O Guardador de Sorrisos

Para me livrar da morte, fui colecionando sorrisos.

Fechei-os numa arca, coloquei-me a mim e à arca com os sorrisos numa jangada e fomos flutuando mar adentro.

Perguntei ao mar se precisava de sorrisos mas este respondeu-me que não.

Já tinha os sorrisos das sereias com que se envaidecia.

De tanto remar já me doíam os braços e agora tenho de remar novamente para terra com o peso e o volume da arca a dificultarem-me a tarefa de sorrir.

 

Para me livrar da morte, fui colecionando sorrisos.

Fechei-os numa arca, coloquei-me a mim e à arca com os sorrisos a caminho do topo da montanha.

O peso da arca fez com que a arca escorregasse e recuasse vezes sem conta obrigando-me a voltar a trás para lhe devolver o caminho tantas vezes repetido.

Alcancei o topo da montanha já de noite.

Perguntei ás estrelas se precisavam de sorrisos mas estas responderam-me que não.

As Super Novas e as Anãs Brancas continuam a eclodir, fintando com os seus sorrisos incandescentes os buracos negros.

 

Para me livrar da morte, fui colecionando sorrisos.

Fechei-os numa arca, coloquei-me a mim e à arca com os sorrisos a caminho de um castelo medieval.

O sol foi-se escondendo ao longo do trajeto. Mas ainda assim o suor e o vento socaram-me o rosto até alcançar a porta do castelo.

 

Os guardas deixaram bem claro que a entrada pelo portão e a pernoita só seriam possíveis mediante pagamento prévio. Esse pagamento consistiria no espólio que se encontrava no interior da minha arca dos sorrisos.

Disse-lhes que esta arca continha a minha vasta coleção de sorrisos. Os guardas reagiram soltando gargalhadas.

 

“E que fará a corte, o povo, nós os soldados, ou as crianças do reino com esses sorrisos?” Perguntaram os soldados numa atitude negacionista.

 

Eis que o diálogo foi interrompido por uma rainha em fuga.

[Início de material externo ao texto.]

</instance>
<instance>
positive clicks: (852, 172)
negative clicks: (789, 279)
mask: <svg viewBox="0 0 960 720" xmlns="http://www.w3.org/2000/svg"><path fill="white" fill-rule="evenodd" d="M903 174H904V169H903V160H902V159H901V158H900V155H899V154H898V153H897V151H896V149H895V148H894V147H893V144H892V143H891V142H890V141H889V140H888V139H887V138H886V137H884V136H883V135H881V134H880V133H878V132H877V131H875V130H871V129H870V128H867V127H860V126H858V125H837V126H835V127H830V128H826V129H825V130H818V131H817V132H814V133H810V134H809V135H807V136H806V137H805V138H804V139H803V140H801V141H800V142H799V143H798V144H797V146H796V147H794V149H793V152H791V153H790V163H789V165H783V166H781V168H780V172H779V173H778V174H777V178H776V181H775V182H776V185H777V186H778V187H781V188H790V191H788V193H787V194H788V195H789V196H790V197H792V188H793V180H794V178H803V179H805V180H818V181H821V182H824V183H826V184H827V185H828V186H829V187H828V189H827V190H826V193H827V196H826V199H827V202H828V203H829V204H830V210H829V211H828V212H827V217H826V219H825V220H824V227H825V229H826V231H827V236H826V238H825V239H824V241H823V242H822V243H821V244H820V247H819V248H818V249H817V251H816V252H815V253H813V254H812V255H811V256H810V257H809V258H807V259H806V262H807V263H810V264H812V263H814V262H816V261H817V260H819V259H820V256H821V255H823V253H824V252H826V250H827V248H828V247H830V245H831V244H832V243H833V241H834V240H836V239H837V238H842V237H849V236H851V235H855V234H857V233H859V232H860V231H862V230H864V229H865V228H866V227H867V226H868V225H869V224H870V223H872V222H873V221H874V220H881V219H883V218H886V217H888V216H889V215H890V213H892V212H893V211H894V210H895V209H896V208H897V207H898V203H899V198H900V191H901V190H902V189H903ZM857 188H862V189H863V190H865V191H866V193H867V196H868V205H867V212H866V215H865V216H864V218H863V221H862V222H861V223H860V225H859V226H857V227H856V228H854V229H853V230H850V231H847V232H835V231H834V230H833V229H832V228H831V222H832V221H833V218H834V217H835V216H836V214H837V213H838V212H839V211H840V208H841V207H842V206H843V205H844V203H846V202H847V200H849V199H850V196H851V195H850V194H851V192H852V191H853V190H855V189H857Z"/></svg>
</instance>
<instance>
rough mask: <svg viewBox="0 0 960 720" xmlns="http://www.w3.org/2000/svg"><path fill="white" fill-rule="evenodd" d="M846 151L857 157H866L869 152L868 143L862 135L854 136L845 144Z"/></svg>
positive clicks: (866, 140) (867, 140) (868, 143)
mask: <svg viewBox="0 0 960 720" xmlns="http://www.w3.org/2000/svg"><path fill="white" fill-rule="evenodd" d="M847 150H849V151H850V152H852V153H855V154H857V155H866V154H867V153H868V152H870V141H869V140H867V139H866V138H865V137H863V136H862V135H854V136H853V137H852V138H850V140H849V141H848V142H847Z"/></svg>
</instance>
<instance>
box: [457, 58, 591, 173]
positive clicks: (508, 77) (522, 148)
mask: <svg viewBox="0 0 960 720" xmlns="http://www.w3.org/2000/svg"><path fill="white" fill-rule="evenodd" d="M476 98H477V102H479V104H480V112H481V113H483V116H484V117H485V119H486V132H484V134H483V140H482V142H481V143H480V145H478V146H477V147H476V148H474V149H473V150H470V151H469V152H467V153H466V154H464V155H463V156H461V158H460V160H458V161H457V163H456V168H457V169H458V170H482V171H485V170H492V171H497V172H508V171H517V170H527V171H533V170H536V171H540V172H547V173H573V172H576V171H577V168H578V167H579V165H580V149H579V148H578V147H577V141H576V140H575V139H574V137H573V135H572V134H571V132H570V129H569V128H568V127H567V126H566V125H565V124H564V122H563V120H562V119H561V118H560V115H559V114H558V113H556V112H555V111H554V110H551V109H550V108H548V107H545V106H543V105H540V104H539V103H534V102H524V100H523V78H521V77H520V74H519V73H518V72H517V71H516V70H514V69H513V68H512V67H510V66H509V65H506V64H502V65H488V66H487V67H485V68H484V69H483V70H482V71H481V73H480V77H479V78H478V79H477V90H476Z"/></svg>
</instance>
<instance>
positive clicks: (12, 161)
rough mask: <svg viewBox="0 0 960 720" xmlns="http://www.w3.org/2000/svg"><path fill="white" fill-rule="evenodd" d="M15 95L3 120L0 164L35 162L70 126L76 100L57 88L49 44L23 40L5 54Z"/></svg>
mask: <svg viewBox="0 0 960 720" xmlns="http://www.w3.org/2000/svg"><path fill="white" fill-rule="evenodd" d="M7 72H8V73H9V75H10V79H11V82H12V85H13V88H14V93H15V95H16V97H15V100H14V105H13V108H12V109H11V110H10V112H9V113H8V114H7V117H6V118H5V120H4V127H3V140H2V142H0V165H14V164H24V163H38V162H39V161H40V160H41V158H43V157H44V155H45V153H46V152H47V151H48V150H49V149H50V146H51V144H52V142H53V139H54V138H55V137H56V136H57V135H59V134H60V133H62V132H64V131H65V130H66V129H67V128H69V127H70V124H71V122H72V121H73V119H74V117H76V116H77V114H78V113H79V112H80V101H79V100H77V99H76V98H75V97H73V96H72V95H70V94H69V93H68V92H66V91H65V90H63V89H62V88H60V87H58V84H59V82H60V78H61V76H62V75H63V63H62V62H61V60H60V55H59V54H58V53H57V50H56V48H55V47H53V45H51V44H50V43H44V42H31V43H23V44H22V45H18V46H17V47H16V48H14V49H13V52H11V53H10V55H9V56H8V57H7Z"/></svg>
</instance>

A rainha preparava-se para transpor o portão quando o rei furioso lhe perguntou o que levava no regaço.

Ele não podia admitir que a rainha apoiasse a mendicidade distribuindo o pão da cozinha real, por mendigos e pessoas mal trajadas que provavelmente não conseguiam pagar a dizima ao Tesoureiro mor.

 

Mas a rainha sorriu com um sorriso tão longo, tão eloquente e tão doce que faço questão de o adicionar á minha coleção de sorrisos que guardo com garra e respeito.

Continuando a sorrir a rainha mostrou o seu regaço ao rei. Se pão houvera agora não há. Porque no regaço abundam inúmeras rosas de carmim vestidas.

 

O rei não querendo ser mal-afamado consentiu que a rainha continuasse na sua demanda e afastou-se. A rainha concordou em conceder o seu sorriso para eu juntar á minha longa coleção que guardo na arca dos sorrisos.

 

Uma das aias da rainha perguntou de imediato se ao abrir a arca não haveria o perigo dos sorrisos se evadirem perdendo-se para sempre esta valiosa coleção.

 

“Penso que não” Respondi.

No momento de recolher o sorriso a rainha suspirou, ergueu os braços para o céu e emanou um sorriso eloquente, simpático e mágico.

 

Assim que abri a arca algo de inesperado aconteceu. Em vez de sorrisos vimos borboletas apressadas para abandonar a arca. Em êxtase as borboletas voam e em êxtase colonizam todo o espaço acima das nossas cabeças.

 

Para nos livrarmos da morte, vamos colecionando sorrisos.

 

E os sorrisos quando são simples e genuínos arranjam sempre forma de nos visitar.